That’s more or less every interpreter. CPython compiles to bytecode before interpreting that, yet nobody would call it a compiler.


I think this is a question of interface vs. implementation.

Python, JavaScript, and other languages which are traditionally considered interpreted but may do (JIT) compilation in their implementation are used as if they were interpreters: to the user, there's no separate compilation step. You run python somefile.py or node somefile.js (or refresh a browser holding a page), and editing the source code causes the next invocation to take those changes immediately. Contrast this with C/C++ and Java where there is definitely an explicit compilation step in nearly all implementations.

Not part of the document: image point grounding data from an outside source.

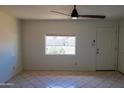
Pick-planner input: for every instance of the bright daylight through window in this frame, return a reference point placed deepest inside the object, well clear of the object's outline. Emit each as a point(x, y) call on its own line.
point(60, 45)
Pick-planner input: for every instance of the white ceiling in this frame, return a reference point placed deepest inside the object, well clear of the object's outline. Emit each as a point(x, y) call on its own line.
point(43, 11)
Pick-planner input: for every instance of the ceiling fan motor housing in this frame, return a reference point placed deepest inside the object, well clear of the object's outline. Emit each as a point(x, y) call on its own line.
point(74, 13)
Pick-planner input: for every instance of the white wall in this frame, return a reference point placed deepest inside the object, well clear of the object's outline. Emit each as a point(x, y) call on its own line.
point(10, 61)
point(121, 47)
point(33, 34)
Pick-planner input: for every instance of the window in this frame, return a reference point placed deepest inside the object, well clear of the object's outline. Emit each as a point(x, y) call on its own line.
point(60, 45)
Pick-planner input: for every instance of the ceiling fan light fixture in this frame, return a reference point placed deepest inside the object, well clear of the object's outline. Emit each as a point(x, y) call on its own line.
point(74, 13)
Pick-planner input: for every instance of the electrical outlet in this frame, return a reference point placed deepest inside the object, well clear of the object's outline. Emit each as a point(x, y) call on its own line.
point(75, 63)
point(13, 68)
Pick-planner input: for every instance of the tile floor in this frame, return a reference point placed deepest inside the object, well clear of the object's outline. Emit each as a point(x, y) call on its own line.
point(67, 79)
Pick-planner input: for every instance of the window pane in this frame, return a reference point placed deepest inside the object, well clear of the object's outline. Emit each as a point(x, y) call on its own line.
point(60, 45)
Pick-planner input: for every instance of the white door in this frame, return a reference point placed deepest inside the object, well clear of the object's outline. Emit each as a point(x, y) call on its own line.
point(106, 49)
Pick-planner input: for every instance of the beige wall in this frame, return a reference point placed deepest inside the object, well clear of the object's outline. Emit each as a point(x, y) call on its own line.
point(10, 61)
point(121, 47)
point(33, 35)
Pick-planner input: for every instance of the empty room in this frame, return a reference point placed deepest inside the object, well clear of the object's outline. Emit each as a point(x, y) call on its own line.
point(62, 46)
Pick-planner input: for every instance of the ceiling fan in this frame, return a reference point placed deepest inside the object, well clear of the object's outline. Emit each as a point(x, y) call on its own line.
point(76, 15)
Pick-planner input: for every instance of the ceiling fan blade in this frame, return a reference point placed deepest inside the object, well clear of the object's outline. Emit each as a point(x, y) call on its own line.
point(60, 13)
point(93, 16)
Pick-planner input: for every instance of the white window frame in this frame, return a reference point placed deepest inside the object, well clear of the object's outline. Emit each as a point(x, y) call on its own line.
point(63, 36)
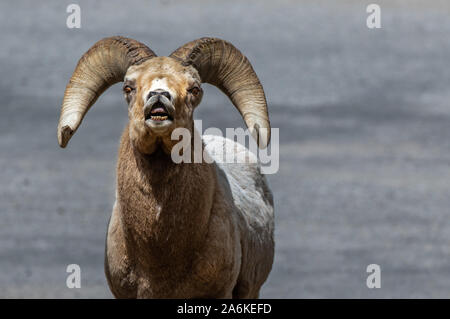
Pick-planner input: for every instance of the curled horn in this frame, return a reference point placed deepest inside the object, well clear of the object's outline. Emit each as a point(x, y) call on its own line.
point(103, 65)
point(219, 63)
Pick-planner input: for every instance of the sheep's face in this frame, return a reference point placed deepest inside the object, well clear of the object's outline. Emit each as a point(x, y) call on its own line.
point(161, 94)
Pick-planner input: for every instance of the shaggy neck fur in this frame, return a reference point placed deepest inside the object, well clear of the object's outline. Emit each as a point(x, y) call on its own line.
point(165, 207)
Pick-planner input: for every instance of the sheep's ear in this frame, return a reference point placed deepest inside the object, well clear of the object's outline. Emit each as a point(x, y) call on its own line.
point(219, 63)
point(103, 65)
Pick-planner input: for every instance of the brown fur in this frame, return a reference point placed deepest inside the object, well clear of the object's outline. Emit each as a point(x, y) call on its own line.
point(173, 232)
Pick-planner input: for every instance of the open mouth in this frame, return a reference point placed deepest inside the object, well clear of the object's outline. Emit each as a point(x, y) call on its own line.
point(158, 113)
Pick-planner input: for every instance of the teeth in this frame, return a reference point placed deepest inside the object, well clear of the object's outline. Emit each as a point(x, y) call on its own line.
point(159, 118)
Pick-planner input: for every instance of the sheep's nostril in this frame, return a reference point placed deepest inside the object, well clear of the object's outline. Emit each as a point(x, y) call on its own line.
point(166, 94)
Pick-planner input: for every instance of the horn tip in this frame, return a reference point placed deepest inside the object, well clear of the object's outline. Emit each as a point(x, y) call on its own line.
point(64, 135)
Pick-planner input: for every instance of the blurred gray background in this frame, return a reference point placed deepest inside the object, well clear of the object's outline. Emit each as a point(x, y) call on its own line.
point(364, 122)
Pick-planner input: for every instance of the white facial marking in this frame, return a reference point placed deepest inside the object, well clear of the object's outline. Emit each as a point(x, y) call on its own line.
point(158, 84)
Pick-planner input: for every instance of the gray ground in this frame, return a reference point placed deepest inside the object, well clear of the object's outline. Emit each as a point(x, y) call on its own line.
point(364, 124)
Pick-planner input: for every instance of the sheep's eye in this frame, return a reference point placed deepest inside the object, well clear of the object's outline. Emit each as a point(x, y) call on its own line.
point(127, 89)
point(195, 91)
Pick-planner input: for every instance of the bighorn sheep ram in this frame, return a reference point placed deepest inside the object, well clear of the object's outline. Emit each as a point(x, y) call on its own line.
point(186, 230)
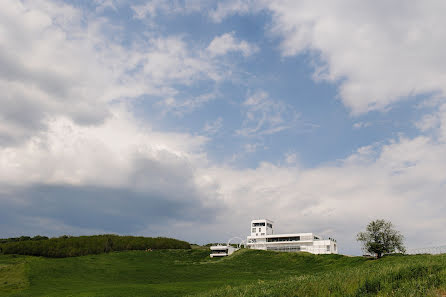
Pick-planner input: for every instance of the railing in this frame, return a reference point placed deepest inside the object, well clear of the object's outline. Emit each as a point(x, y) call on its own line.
point(428, 250)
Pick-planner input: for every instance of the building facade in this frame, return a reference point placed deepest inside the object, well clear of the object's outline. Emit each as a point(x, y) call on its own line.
point(263, 238)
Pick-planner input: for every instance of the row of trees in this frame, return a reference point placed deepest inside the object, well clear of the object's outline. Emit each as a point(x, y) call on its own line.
point(22, 238)
point(67, 246)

The program in this article thus is an implementation of a compiler, but has the interface of an interpreter.


In contrast, Java also did that and I doubt if most people think of Java as interpreted. So, using a byte-code interpreter may not be the criteria most people are using to decide on this. Truthfully, I think it is all a bit arbitrary.


That is definitely a compiler and anyone with a CS degree would call it that if they were discussing its functionality, because that's technically what it is. (Referring specifically to the part which compiles Python to bytecode)

Your SQL database also has a compiler. SQL is compiled to an execution plan. Compile doesn't only mean "create a machine code executable file".


> That is definitely a compiler and anyone with a CS degree would call it that if they were discussing its functionality because that's technically what it is.

None of these assertions is correct.

> (Referring specifically to the part which compiles Python to bytecode)

So referring specifically to something different than what I explicitly specified, it's called something else.

By that reasoning, a cow is a muscle and you are an acid.

> Your SQL database also has a compiler.

"Has a" and "is a" are rather different relationships.

> Compile doesn't only mean "create a machine code executable file".

You're the only person who made that assertion.


> None of these assertions is correct.

You should fix the Wikipedia article:

https://en.wikipedia.org/wiki/CPython

"CPython can be defined as both an interpreter and a compiler as it compiles Python code into bytecode before interpreting it."